You're right; I made the mistake of mixing up the QA contact with the assignee.  I'm sorry.
bug#827123 is active example of slow try performance which should be detected by nagios. Adding to tracking bug to avoid losing this bug again.
Blocks: re-nagios
Blocks: 770811
from offline discussions about *how* to detect problems with try repo.

1) jakem: is it possible to detect how long a lock exists for a repo on hg server? From email with developers this morning, they had 5 different stuck lock incidents on try in the last 24 hours. If lock-on-repo is possible to monitor, maybe it'd be a good early-warning of repo problems?

2) fox2mike, hwine, jlebar, ehsan, bkero: I've just read this entire bug, especially comment#27, #31, #32-#36 and also talked offline with some of you. There's lots of back-forth in this bug about what command is best to have nagios invoke... but nothing resolved afaict. Who can best give an emotionally neutral, verified-to-work, commandline that IT can trigger running from nagios? If it helps, I'm happy to put together a meeting (will invite anyone who is interested).
Flags: needinfo?(nmaul)
Flags: needinfo?(justin.lebar+bug)
Flags: needinfo?(hwine)
Flags: needinfo?(ehsan)
Flags: needinfo?(bkero)
Can we empower whoever is assigned to fix this bug to decide what's the right command to run?
Flags: needinfo?(justin.lebar+bug)
QA Contact: shyam → nmaul
To repeat comment 27 once again:

$ cd path/to/mozilla-central/clone
$ hg pull -u
$ date > tryserver-timing-test-file
$ hg add tryserver-timing-test-file
$ hg commit -m "Testing how long it takes to push to try.  try: -b do -p foo -u bar -t baz"
$ time hg push ssh://hg.mozilla.org/try

It was tried by Justin back in October.  I have not been involved in any offline conversations, but as far as I can tell, it's pretty obvious what people have tried on the bug so far.
Flags: needinfo?(ehsan)
Quick historical note -- at the time this bug was originally filed, there was no way to known way to test an actual commit.
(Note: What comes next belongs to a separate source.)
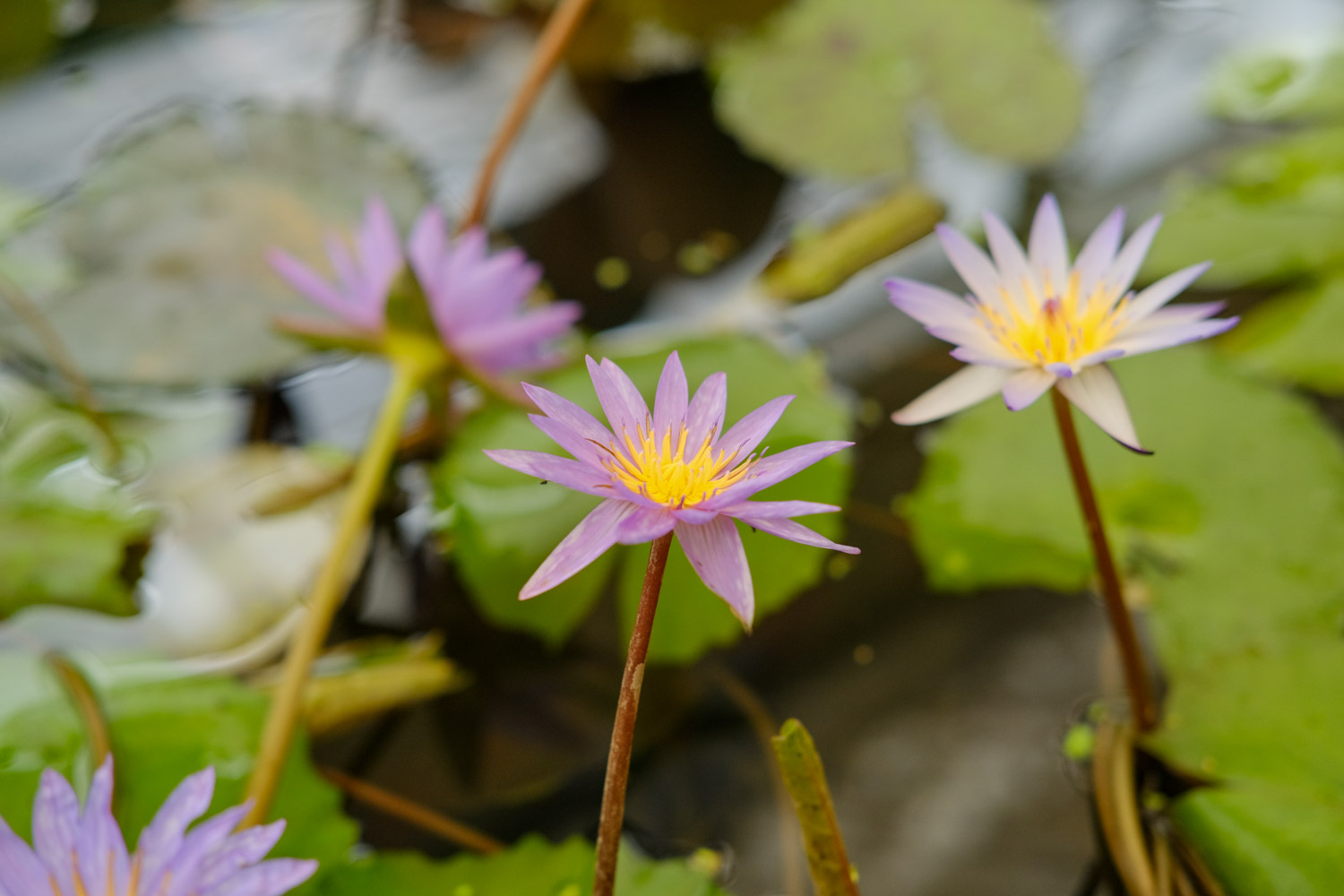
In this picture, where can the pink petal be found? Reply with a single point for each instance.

Best we could do was "time until rejected by pre-commit hook". Everyone agreed that wasn't "good enough". (We couldn't get "time to commit" without triggering builds, which was too expensive to do frequently.)
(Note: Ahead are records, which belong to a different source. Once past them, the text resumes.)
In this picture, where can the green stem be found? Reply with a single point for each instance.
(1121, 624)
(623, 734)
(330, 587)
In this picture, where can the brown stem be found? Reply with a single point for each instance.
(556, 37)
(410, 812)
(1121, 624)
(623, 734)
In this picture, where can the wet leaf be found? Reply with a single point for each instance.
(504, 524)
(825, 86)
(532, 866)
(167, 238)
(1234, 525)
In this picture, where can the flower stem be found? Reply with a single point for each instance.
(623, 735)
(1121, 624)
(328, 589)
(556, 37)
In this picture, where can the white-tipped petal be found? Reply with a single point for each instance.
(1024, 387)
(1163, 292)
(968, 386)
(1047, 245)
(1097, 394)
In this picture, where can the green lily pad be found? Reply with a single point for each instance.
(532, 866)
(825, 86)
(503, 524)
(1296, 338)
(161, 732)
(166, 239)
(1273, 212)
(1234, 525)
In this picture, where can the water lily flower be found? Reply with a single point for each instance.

Time has passed & tools have improved. There's now a way to handle that, as noted in comment 31. (However, support for "-p none" has been dropped in recent commits. It now works only by coincidence.)

Time has passed & servers have been upgraded. The hgweb issue mentioned in comment 32 should no longer apply. That can be monitored independently from push time.

There remain some timing issues, as mentioned in comment 37, which may make the data difficult to interpret. But it's worth another try.

I think a reasonable approach from here is:
 - monitor adhoc usage of that approach for a day or two to ensure it gives meaningful data (I've got this running -- ping for details)
 - figure how to wrap this for nagios
 - deploy
 - file bug to get "-p none" officially supported by try-parser
Flags: needinfo?(hwine)
(In reply to Hal Wine [:hwine] from comment #45)
> I think a reasonable approach from here is:
>  - monitor adhoc usage of that approach for a day or two to ensure it gives
> meaningful data (I've got this running -- ping for details)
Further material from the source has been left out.